I'm obviously new to this whole thing, but is this a largely undebated, widely accepted view on probabilities? That there are NO situations in which you can't meaningfully state a probability?
Actually, yes, but you're right to be surprised because it's (to my mind at least) an incredible result. Cox's theorem establishes this as a mathematical result from the assumption that you want to reason quantitatively and consistently. Jaynes gives a great explanation of this in chapters 1 and 2 of his book "Probability Theory".
But how valid is this result when we knew nothing of the original distribution?
The short answer is that a probability always reflects your current state of knowledge. If I told you absolutely nothing about the coin or the distribution, then you would be entirely justified in assigning 50% probability to heads (on the basis of symmetry). If I told you the exact distribution over p then you would be justified in assigning a different probability to heads. But in both cases I carried out the same experiment -- it's just that you had different information in the two trials. You are justified in assigning different probabilities because Probability is in the mind. The knowledge you have about the distribution over p is just one more piece of information to roll into your probability.
With this in mind, do we still believe that it's not wrong (or less wrong? :D) to assume a normal distribution, make our calculations and decide how much you'd bet that the mean of the next 100,000 samples is in the range -100..100?
That depends on the probability that the coin flipper chooses a Cauchy distribution. If this were a real experiment then you'd have to take into account unwieldy facts about human psychology, physics of coin flips, and so on. Cox's theorem tells us that in this case there is a unique answer in the form of a probability, but it doesn't guarantee that we have time, resources, or inclination to actually calculate it. If you want to avoid all those kinds of complicated facts then you can start from some reasonable mathematical assumptions such as a normal distribution over p - but if your assumptions are wrong then don't be surprised when your conclusions turn out wrong.

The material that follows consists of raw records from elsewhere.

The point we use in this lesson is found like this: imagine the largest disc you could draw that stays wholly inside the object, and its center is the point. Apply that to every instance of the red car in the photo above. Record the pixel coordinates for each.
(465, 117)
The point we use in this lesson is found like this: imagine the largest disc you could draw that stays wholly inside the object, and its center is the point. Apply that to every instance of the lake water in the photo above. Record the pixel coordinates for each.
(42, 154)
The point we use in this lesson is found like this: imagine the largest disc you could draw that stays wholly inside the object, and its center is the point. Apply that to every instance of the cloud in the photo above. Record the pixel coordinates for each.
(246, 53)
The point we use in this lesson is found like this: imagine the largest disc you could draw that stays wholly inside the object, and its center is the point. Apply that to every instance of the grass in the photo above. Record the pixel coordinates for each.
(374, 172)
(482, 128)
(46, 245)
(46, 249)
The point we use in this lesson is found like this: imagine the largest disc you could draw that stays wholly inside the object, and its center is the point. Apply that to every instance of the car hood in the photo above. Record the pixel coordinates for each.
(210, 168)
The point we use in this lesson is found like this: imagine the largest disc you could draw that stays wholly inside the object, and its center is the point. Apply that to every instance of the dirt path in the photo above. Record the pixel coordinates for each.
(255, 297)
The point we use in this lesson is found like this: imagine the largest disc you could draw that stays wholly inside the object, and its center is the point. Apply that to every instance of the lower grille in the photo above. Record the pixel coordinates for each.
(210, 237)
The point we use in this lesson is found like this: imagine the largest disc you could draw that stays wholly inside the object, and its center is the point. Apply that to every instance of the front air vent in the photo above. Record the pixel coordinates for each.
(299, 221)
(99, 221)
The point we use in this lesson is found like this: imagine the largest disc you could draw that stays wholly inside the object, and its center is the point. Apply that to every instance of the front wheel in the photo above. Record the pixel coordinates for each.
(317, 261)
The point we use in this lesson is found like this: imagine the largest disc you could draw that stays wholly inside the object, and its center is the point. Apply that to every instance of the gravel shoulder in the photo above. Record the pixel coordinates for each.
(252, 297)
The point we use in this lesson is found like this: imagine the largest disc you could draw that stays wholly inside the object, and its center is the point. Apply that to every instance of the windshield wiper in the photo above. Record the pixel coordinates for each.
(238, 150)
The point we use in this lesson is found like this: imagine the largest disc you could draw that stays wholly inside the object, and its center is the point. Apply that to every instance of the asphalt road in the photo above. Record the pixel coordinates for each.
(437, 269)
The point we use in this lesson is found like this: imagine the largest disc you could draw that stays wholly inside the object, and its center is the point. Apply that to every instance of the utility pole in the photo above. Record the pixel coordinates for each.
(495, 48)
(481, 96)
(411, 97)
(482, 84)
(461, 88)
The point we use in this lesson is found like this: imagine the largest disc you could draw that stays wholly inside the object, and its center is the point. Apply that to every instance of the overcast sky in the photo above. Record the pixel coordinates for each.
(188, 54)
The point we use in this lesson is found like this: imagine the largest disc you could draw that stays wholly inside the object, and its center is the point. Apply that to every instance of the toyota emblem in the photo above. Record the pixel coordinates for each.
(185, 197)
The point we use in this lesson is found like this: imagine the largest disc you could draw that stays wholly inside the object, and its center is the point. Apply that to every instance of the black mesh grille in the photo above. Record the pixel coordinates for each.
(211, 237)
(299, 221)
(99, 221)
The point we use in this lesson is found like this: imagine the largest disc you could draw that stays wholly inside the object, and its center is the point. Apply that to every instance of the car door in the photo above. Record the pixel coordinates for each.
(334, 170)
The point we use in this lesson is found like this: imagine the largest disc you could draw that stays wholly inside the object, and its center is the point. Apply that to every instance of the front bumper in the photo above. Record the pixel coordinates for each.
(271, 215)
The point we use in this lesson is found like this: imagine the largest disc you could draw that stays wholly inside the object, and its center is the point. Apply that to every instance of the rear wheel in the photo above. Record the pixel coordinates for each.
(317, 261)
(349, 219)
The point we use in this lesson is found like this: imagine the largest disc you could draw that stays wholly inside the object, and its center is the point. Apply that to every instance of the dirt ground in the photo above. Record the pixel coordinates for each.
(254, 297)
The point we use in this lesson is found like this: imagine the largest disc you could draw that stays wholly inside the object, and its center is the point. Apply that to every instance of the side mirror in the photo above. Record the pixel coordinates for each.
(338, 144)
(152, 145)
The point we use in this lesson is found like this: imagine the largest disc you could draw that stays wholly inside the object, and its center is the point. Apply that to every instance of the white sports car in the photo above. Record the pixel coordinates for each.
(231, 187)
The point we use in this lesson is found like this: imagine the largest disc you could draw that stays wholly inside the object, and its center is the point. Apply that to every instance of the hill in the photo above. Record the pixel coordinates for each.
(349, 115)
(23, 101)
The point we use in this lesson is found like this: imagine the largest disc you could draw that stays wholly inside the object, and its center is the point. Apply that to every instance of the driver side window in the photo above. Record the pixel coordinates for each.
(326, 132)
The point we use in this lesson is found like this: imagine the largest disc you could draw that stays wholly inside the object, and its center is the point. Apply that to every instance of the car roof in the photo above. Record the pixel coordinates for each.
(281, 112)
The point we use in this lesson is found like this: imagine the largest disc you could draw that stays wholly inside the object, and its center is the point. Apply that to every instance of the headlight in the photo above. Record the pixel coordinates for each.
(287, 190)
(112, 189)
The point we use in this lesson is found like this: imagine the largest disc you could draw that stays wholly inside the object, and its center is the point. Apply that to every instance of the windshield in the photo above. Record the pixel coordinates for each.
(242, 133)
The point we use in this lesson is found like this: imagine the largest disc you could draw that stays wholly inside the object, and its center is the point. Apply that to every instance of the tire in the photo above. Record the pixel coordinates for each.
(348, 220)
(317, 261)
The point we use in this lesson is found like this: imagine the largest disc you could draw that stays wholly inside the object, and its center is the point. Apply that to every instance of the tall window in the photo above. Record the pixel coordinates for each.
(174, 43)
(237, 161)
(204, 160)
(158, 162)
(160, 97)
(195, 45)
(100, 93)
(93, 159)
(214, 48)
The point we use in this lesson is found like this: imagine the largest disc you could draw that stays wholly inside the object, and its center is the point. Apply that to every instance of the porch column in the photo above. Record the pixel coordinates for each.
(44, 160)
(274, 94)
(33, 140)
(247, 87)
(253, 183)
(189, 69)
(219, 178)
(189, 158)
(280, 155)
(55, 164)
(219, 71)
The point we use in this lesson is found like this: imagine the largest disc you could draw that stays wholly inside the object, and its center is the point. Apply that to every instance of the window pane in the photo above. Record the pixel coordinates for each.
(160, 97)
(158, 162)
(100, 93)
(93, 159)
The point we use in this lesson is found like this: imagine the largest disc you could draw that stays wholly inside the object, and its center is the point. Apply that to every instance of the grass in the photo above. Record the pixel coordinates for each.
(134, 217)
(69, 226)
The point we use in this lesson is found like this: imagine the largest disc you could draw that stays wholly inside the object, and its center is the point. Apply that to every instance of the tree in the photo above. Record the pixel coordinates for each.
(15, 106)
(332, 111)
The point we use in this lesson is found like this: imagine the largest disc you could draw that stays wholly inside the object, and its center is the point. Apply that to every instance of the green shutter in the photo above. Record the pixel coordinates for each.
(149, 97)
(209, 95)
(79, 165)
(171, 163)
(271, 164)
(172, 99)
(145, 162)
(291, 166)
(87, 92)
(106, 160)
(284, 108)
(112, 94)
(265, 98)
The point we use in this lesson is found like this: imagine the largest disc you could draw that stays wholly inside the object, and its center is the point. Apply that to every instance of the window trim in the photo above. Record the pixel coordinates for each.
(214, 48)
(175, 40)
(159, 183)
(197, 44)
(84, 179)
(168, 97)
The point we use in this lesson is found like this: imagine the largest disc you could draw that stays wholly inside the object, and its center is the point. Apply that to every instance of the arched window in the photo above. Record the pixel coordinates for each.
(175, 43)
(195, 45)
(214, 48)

Thanks for this, it really helped.
it doesn't guarantee that we have time, resources, or inclination to actually calculate it
Here's how I understand this point, that finally made things clearer:
Yes, there exists a more accurate answer, and we might even be able to discover it by investing some time. But until we do, the fact that such an answer exists is completely irrelevant. It is orthogonal to the problem.
In other words, doing the calculations would give us more information to base our prediction on, but knowing that we can do the calculation doesn't...
Suppose I tell you I have an infinite supply of unfair coins. I pick one randomly and flip it, recording the result. I've done this a total of 100 times and they all came out heads. I will pay you $1000 if the next throw is heads, and $10 if it's tails. Each unfair coin is entirely normal, whose "heads" follow a binomial distribution with an unknown p. This is all you know. How much would you pay to enter this game?
I suppose another way to phrase this question is "what is your best estimate of your expected winnings?", or, more generally, "how do you choose the maximum price you'll pay to play this game?"
Observe that the only fact you know about the distribution from which I'm drawing my coins is those 100 outcomes. Importantly, you don't know the distribution of each coin's p in my supply of unfair coins. Can you reasonably assume a specific distribution to make your calculation, and claim that it results in a better best estimate than any other distribution?
Most importantly, can one actually produce a "theoretically sound" expectation here? I.e. one that is calibrated so that if you pay your expected winnings every time and we perform this experiment lots of times then your average winnings will be zero - assuming I'm using the same source of unfair coins each time.
I suspect that the best one can do here is produce a range of values with confidence intervals. So you're 80% confident that the price you should pay to break even in the repeated game is between A80 and B80, 95% confident it's between A95 and B95, etc.
If this is really the best obtainable result, then what is a bayesianist to do with such a result to make their decision? Do you pick a price randomly from a specially crafted distribution, which is 95% likely to produce a value between A95..B95, etc? Or is there a more "bayesian" way?